Spicy Rice Salad with Shrimp

Rating: 5.00 / 5.00 (2 Votes)

Total time: 45 min

Servings: 2.0 (servings)



Sauté 2 finely chopped shallots in a saucepan with olive oil until translucent. Add cinnamon, turmeric, 1/2 tsp pepper and diced peppers and fry for about a minute. Add vegetable soup and bring to a boil, then add long-grain rice and cook until tender, about 20 minutes.

Roast the hazelnuts in a frying pan. Cut the spring onions into fine rolls.
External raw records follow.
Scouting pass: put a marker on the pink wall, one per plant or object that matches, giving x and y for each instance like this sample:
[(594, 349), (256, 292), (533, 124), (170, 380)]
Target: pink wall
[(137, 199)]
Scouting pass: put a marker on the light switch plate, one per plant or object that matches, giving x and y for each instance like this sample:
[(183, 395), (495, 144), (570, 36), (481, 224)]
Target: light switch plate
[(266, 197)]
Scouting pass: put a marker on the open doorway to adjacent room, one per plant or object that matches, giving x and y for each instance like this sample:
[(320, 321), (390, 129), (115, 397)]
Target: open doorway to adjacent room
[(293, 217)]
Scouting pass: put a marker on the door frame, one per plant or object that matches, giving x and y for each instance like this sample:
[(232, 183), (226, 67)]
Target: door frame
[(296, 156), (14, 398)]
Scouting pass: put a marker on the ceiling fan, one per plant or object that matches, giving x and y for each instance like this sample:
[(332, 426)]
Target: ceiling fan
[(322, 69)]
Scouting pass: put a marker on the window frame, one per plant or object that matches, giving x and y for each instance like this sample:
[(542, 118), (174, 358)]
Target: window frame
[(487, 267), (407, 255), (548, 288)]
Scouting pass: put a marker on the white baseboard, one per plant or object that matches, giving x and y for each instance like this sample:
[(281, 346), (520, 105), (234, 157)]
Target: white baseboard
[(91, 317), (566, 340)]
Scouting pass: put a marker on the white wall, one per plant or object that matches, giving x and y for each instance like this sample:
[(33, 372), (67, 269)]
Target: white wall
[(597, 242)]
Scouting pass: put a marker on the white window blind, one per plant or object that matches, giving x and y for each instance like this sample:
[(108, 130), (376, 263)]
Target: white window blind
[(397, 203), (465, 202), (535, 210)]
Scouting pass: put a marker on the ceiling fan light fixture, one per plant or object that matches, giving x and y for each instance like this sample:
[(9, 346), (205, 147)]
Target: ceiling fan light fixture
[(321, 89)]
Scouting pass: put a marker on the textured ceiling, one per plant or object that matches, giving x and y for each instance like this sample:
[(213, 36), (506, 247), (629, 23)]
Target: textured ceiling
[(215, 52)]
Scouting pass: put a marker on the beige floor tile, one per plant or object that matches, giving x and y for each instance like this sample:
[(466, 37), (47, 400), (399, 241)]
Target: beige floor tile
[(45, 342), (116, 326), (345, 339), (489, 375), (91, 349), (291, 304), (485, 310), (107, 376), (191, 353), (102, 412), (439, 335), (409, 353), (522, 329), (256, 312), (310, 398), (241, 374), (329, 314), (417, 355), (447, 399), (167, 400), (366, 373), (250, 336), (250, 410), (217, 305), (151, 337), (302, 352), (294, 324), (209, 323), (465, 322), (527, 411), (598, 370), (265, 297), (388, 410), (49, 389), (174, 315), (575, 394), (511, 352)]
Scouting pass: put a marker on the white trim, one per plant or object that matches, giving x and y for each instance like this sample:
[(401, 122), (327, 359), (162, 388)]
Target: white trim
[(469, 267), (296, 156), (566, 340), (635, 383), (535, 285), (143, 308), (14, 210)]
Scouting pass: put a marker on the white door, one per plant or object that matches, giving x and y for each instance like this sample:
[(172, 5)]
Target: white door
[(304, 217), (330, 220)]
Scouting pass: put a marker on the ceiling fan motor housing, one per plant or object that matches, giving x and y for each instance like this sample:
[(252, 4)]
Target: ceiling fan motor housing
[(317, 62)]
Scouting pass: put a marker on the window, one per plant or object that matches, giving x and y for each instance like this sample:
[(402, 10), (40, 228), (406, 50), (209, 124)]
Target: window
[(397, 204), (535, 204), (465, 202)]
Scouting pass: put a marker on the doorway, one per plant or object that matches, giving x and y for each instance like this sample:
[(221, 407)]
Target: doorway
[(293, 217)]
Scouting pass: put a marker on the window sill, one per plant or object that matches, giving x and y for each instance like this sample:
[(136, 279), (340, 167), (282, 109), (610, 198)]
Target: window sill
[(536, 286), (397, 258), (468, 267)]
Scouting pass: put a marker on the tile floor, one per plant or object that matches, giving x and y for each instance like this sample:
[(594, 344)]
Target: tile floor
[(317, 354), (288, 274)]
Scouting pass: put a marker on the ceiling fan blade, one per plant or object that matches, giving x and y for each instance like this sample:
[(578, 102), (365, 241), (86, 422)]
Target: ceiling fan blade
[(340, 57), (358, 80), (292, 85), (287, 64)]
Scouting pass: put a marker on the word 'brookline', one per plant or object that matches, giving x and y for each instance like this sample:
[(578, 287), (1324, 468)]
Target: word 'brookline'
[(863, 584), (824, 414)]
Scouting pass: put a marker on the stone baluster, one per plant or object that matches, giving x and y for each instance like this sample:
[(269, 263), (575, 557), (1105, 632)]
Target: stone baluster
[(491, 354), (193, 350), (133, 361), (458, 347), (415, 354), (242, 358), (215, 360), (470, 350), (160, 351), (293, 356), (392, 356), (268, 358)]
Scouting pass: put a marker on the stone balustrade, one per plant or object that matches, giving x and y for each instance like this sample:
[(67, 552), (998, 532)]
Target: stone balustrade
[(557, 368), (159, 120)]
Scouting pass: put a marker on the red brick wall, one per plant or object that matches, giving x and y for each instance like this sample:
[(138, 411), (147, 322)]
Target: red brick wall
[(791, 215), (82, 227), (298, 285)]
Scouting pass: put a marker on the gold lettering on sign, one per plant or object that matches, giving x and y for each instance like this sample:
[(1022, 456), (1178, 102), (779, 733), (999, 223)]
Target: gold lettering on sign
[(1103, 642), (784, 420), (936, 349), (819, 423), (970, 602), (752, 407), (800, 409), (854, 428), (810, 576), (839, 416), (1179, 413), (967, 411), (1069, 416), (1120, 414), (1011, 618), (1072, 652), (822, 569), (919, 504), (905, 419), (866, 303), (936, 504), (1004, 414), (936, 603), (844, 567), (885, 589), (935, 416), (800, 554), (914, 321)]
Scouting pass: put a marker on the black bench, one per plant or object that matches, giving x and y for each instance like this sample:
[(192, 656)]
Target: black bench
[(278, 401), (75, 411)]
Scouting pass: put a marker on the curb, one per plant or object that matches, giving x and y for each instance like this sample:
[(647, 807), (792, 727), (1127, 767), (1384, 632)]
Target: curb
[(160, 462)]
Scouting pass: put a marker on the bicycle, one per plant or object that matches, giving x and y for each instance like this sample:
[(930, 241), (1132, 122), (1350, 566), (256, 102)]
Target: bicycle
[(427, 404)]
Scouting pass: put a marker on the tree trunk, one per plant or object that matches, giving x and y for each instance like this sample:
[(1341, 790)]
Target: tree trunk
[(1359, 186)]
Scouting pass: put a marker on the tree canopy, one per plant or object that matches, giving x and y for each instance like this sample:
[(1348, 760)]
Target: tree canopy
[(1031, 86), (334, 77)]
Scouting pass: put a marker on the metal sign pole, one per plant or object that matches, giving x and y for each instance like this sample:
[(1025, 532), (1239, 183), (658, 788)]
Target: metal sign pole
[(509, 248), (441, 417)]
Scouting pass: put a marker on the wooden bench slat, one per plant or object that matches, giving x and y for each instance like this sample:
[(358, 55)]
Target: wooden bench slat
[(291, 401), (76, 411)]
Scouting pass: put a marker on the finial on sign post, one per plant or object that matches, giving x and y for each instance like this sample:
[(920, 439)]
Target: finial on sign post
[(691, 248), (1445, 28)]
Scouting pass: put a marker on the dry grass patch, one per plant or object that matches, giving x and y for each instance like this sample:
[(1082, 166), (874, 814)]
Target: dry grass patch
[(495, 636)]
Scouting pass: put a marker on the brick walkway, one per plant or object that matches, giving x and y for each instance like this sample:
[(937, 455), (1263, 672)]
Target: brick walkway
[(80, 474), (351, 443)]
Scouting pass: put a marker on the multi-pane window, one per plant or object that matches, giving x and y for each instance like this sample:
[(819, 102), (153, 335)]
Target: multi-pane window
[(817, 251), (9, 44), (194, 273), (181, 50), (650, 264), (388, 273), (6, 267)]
Remove the zest from the lime, put it in a blender jug, add 2 tbsp olive oil and blend.

Transfer the long-grain rice to a large enough bowl, stir in the hazelnuts, spring onions and the lime dressing and season with pepper and salt.

Peel the shrimp and remove the shells. Season shrimp with salt and pepper and sauté in a frying pan with olive oil. Now remove from the frying pan and keep warm. Fry the remaining shallots in the frying pan with olive oil until golden brown, then add the garlic and extinguish with fish stock, cook until only 2 tbsp of liquid remains. Add the shrimp repeatedly to the frying pan and thicken the stock with a tbsp of butter.

Arrange the shrimp, drizzle with the stock and bring to the table with the rice salad.